その頃、ニュースを見ていて 実に不思議だったのが、何故 大々的に捜索隊を送らないのか? 子供心なりに 不思議でならなかった。
というのは 当時の報道では 何故か、「小野田寛郎少尉」と 人物が特定されて報道していたから、当時の戦友達や上官などは 何を見かねているのだろう?
勝手に、そう、想像していたのと 戦後28年間、生きながらえていながら亡くなった「コヅカ」氏に対し もの凄く、可哀相に思ったからでもある。
その後、日本に帰還した小野田さんの記者会見の放送も 当時、テレビで見た。
で、正直に申し上げるが その時の記者達の質問に対し、小野田氏が応える内容が あまりにもチグハグで 本当に申し訳無いが 私は 小野田氏が精神的に狂ってしまわれているんじゃないか? そう思ってしまっていた。
当時、横井さんが帰還した際に述べた
「横井庄一、恥ずかしながら帰って参りました。」
という台詞が 今で言えば 流行語大賞を間違いなく受賞できる程流行っていた時期で、無責任な聴衆は 小野田さんからも そんな一言が発せられるんじゃないか?と期待していたフシがあり、だから 余計に、小野田さんの発する一言はチグハグ感が強かったのだ。
しかし、一緒にTVを見ていた 私の実父は その姿を見て
「コイツは大したモンだ…」
と 呟いていたのも印象的だったから覚えている。
その後、だいぶ経ってから 何かの雑誌で 小野田さんが対談で語れている内容を目にした時の事である。
それは もう、今から何年も前のことなので どんな雑誌だったかすら覚えていないのだが、ルバング島で どんな風に過ごし、どんな事を考えていたか… それらの事について小野田さんが語られていたのだが、それを読んで これまた大変失礼な話だが、
「あれ? この人 狂ってる訳じゃ無かったんだ…」
と、感じたのであるが、なにせ 紙面の関係で充分な会話を掲載していたわけじゃないから コヅカ氏の事とか 私の知りたいと思った大部分が その紙面には無かった。

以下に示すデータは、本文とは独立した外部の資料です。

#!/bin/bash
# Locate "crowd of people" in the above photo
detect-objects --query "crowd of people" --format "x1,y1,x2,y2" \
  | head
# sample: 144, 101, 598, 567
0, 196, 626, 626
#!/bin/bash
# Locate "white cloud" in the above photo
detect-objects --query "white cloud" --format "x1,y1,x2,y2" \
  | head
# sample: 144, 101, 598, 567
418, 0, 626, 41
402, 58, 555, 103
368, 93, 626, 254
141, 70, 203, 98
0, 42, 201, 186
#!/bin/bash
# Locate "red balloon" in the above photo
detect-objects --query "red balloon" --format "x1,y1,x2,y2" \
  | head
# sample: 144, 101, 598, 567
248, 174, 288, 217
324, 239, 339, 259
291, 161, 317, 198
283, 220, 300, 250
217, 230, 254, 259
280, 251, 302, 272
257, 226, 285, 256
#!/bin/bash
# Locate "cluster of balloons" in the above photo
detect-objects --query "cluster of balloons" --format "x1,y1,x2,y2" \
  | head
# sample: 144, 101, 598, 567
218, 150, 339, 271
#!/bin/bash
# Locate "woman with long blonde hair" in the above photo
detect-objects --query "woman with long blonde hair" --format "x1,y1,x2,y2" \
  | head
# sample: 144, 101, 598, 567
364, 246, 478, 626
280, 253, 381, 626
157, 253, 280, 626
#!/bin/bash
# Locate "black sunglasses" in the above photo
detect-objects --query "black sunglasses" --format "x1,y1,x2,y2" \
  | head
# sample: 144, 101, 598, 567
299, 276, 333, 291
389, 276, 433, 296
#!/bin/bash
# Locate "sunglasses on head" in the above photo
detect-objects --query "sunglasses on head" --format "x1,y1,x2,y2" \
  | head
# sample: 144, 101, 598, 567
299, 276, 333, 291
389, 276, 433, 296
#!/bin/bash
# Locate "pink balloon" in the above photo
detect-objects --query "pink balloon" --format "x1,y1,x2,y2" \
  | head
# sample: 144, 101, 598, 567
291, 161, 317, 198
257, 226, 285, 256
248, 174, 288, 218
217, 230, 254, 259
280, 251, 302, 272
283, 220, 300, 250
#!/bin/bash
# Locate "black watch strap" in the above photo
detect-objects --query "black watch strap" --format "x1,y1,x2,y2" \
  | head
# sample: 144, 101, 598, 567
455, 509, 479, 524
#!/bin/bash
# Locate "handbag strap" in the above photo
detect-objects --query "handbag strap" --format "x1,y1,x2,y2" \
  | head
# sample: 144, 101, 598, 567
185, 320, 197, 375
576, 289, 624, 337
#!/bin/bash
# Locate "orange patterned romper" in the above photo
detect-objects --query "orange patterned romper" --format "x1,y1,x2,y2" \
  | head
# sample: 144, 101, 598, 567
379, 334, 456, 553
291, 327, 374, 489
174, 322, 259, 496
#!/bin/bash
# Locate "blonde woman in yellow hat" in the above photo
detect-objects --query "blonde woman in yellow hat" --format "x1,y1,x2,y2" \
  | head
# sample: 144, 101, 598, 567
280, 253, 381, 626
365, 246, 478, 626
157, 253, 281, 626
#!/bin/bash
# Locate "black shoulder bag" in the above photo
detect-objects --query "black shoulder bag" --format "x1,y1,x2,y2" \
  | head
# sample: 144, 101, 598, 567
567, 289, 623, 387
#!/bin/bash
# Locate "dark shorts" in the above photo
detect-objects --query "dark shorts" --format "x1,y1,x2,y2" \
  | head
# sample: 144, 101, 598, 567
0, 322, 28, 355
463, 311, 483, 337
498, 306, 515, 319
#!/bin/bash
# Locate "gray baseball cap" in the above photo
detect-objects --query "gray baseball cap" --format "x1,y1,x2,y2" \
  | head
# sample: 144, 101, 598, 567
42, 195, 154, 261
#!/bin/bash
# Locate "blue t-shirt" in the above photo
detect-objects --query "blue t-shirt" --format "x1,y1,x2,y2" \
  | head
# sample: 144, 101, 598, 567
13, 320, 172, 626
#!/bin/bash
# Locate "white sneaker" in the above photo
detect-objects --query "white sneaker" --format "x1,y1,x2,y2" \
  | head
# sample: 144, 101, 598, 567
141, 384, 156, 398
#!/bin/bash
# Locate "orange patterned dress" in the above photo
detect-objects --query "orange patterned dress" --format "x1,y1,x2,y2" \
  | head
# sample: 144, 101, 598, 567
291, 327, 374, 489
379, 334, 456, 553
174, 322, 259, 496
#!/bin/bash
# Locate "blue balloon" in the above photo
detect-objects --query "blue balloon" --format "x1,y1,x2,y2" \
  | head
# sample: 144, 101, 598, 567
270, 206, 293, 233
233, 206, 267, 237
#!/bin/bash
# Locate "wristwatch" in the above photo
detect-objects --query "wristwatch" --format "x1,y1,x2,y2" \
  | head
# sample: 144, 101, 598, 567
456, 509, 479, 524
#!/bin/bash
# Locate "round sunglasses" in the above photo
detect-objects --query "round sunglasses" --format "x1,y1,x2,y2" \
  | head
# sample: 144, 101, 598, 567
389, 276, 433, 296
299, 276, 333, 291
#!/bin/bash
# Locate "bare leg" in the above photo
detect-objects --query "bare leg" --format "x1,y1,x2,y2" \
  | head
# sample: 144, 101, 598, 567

しかし、今回の放送で 大部分が補完され ようやくスッキリした気持ちになれたのと同時に 帰還直後のインタビュー場面で
「この人 狂ってる…」
そう感じたのが 実は大きな誤りで誤解であった事を知り、ただ恥じ入るばかりである。
小野田さんは 単に命令に忠実なだけだったんだ。
周囲から、特に現代社会から(私が最初の報道に触れた1972ですら) そんなバカな…と思われるほど 命令に忠実なだけだったんだ。
でも、それが 太平洋戦争中の風潮だったとすれば いろんな事が 違う解釈で成立する事の証ともなる。
「軍では 部下は上官の命令に絶対服従」
これは 今では一般社会では ナンセンスとして受け入れられない方が多い考え方となってしまっている。
我々の父親の世代は「戦後、日本は大きく変わった」と言いながらも「会社・仕事 優先で組織に準ずる」その風潮は未だ拭い去れてないと思われる。
その考え方を思えば コロコロと転職していく現代の若者の姿を納得するのは難しい。
逆に 現代の若者感情から言えば「上司の馬鹿な命令に どうして抗わないの?」という感情に至り、そもそもが滑稽に映ってしまって理解の範疇を越えるのであろう。
ただ、なんとなくなのだが 最近の子供達は 心のどこかに「このままじゃマズイぞ」といった危機感みたいなものを感じている子が多いのか 今までにないぐらい真剣に聞こう(知ろう)とする姿勢を見せる子が増えてきた感もする。
個人的には それはとても奨励したい事なのだが、重要な事は そういう子供達に 正しく教えてあげる事の出来る大人が 現代には とても少ないと思える事である。